Aan de ene zijde wordt het Grand’Place, het marktplein, begrensd door het Belfort, een 70 meter hoge klokkentoren, ooit gebruikt als stedelijke gevangenis voor onder meer geloofsvervolgden en werelderfgoed sinds 1999. Aan de andere zijde staat een metershoog bronzen beeld van een buitengewoon potige vrouw, Christine de Lalaing. Met haar ene hand wijst ze naar de kathedraal, met haar andere hand houdt ze een wapen vast. De Lalaing was de protestantse vrouw van de gouverneur die in 1581 de stad verdedigde tegen de Spaanse troepen.

Doornik ligt vlak bij de Franse grens. Het sfeertje hier is ook al echt Noord-Frans. Iedereen spreekt Frans, en het Belgische Doornik heet ook wel, op z’n Frans, Tournai. De stad is in het verleden verschillende malen Frans gebied geweest, maar ook een keer Engels, Spaans, Oostenrijks en Nederlands.

De stad ligt in de Belgische provincie Henegouwen, tussen de heuvels en de Schelde, in de driehoek tussen Frankrijk, Vlaanderen en Wallonië, midden in een landschap waar de geschiedenis hier en daar van de straten druipt.

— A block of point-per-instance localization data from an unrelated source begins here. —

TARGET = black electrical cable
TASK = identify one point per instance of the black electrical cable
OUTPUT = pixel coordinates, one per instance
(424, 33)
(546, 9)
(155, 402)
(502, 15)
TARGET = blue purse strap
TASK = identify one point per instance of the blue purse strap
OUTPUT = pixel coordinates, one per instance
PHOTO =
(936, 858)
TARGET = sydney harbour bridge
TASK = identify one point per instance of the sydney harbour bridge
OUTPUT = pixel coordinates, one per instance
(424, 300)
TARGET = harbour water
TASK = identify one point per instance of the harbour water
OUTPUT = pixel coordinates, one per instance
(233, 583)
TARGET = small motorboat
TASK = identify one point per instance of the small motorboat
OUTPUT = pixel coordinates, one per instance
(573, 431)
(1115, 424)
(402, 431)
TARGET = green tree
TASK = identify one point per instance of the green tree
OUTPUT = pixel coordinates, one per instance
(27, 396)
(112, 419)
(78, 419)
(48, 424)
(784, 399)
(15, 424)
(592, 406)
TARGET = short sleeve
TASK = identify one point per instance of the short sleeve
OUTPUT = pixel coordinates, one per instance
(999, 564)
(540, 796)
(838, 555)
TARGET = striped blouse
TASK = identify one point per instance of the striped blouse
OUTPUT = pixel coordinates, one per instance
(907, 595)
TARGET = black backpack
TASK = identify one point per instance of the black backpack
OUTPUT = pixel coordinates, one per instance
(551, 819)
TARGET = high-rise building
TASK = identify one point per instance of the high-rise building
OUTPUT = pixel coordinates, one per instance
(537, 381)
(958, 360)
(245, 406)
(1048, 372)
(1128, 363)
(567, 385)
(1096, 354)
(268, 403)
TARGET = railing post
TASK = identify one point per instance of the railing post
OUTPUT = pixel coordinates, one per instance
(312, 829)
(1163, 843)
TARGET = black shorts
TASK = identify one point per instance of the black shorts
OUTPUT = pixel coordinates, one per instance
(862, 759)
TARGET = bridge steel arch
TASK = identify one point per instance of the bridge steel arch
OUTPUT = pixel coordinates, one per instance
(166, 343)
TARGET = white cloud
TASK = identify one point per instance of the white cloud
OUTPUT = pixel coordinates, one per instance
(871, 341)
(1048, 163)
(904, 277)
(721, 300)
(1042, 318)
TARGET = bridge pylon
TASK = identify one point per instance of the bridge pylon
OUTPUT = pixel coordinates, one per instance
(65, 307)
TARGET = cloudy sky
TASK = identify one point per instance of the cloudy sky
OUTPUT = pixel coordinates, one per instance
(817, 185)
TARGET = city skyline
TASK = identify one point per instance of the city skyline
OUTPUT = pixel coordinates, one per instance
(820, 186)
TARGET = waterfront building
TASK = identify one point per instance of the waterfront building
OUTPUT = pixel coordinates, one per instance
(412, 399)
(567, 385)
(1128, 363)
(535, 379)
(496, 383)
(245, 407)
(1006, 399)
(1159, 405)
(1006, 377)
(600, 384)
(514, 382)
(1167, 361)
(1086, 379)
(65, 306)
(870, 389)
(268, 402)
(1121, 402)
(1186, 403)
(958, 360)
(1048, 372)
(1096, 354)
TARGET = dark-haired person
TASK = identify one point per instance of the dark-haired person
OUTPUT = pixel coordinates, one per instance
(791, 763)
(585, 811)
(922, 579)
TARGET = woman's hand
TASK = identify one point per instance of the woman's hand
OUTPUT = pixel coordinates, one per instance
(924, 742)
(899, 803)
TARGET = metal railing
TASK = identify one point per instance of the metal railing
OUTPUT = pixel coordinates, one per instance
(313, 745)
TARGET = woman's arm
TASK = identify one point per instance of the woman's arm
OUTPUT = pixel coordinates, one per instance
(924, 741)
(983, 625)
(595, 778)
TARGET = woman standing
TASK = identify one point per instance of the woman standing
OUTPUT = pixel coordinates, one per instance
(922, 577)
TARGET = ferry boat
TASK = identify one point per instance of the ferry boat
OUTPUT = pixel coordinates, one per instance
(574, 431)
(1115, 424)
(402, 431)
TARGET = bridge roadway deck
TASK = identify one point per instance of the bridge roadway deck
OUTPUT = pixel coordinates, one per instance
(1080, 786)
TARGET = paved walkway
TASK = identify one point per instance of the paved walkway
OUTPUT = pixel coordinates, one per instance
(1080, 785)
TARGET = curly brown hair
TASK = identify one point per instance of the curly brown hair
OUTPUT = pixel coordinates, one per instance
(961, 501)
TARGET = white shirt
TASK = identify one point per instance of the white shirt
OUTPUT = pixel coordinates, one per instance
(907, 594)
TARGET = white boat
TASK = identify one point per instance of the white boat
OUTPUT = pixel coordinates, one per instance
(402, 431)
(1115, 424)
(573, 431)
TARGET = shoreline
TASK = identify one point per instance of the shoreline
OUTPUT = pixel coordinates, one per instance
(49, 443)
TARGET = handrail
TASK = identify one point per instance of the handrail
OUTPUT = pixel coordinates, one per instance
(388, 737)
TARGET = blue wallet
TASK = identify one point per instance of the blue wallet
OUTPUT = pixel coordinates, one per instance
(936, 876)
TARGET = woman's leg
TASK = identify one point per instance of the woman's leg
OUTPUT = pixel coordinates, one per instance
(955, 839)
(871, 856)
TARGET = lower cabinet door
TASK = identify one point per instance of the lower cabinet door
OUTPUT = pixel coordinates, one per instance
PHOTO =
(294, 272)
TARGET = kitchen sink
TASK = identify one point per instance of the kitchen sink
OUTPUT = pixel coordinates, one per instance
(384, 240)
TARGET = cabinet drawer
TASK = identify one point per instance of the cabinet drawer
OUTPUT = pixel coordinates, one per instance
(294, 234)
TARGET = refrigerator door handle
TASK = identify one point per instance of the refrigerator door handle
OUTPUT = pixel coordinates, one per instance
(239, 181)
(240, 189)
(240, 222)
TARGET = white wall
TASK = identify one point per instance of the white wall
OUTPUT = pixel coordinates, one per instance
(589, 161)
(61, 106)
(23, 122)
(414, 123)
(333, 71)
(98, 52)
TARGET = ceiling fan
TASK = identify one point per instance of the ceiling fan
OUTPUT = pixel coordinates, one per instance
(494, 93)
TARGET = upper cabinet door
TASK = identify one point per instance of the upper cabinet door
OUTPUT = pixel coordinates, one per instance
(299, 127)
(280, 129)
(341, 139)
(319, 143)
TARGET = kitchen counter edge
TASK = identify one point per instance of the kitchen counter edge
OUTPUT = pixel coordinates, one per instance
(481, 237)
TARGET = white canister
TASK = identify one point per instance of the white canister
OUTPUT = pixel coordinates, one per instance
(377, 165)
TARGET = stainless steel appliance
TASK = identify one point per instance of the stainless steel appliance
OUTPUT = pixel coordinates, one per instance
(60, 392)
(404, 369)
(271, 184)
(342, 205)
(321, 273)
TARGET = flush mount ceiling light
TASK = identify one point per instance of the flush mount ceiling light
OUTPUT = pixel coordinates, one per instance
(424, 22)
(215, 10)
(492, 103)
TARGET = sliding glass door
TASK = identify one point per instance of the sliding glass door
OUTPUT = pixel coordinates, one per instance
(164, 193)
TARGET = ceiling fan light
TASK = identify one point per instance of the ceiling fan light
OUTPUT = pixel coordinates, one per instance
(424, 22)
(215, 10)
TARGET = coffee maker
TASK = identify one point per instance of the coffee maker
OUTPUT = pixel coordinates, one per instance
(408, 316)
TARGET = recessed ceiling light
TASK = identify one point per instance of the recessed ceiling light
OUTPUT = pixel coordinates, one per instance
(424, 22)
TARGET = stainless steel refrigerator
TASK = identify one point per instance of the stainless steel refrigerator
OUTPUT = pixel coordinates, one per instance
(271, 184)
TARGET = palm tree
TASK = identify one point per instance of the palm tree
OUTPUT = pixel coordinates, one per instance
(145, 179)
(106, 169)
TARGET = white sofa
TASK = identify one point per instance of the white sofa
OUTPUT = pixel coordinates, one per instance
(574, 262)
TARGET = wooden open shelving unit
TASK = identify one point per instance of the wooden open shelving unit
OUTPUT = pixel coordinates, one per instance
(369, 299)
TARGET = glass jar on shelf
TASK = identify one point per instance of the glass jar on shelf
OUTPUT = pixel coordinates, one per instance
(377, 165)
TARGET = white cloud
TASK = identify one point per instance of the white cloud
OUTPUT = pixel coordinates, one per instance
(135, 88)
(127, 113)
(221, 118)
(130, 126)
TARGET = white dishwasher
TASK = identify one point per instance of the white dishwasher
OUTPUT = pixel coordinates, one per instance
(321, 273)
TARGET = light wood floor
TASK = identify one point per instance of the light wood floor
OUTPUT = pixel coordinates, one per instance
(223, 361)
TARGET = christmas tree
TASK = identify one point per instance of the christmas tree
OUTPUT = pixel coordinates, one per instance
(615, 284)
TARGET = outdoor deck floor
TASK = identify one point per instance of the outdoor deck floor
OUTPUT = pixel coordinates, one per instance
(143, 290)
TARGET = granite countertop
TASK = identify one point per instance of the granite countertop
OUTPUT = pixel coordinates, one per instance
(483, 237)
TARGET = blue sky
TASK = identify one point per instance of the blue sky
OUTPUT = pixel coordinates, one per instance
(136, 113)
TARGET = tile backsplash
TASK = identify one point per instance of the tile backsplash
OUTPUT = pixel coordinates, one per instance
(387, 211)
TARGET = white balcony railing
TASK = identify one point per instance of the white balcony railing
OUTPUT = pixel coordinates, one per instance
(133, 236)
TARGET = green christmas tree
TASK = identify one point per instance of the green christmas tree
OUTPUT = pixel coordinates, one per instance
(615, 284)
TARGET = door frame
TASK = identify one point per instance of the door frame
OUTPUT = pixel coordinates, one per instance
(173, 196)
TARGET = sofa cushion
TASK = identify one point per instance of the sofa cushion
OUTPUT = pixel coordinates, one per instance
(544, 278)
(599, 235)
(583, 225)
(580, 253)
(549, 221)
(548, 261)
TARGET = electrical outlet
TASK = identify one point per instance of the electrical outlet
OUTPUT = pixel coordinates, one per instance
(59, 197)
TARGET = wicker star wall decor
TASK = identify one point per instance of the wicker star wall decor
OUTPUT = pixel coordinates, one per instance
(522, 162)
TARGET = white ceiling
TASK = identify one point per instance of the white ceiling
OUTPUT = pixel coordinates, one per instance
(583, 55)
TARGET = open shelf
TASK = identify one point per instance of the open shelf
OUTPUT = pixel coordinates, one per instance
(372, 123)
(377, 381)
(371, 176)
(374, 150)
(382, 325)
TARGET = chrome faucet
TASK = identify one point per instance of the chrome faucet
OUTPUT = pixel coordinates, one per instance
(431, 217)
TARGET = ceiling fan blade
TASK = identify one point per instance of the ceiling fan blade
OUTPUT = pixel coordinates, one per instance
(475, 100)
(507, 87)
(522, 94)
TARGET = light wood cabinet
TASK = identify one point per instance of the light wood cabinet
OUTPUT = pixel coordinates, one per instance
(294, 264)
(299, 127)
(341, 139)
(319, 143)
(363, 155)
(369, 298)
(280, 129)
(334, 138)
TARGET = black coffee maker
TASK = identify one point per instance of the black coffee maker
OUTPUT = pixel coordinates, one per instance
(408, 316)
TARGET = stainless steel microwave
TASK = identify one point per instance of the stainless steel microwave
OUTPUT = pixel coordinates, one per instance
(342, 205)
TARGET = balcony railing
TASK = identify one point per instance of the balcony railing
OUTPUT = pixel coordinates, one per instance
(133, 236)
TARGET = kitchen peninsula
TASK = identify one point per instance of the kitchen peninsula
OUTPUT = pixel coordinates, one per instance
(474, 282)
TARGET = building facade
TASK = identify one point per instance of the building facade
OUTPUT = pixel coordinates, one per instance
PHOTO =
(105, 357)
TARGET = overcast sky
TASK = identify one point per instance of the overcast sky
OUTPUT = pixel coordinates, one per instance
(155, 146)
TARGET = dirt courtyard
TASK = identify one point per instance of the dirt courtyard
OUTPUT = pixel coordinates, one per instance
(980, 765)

Het bescheiden Doornik heeft de bijnaam ”de parel van Henegouwen”. Het is na Tongeren de oudste stad van België. Vele eeuwen waaiden de winden van de geschiedenis door de stad en lieten overal hun sporen na. Er zijn niet zonder reden maar liefst zeven musea.

Het is de oude koningsstad van de Franken en de hoofdstad van het grote Frankische rijk. Zo woonde hier koning Childeric, die een vechtersbaas en een vrouwenjager geweest moet zijn. Hij was de vader van Clovis (Chlodovech), die in de Nederlandse geschiedenisboeken te boek staat als de koning die zich op 30-jarige leeftijd tot christen liet dopen. Volgens Gregorius van Tours zou dat gebeurd zijn met Kerst 496, maar andere bronnen wijzen naar andere jaartallen, 498 bij voorbeeld, of 500. Er wordt nog steeds onderzoek gedaan naar het precieze jaar waarin Clovis gedoopt zou zijn.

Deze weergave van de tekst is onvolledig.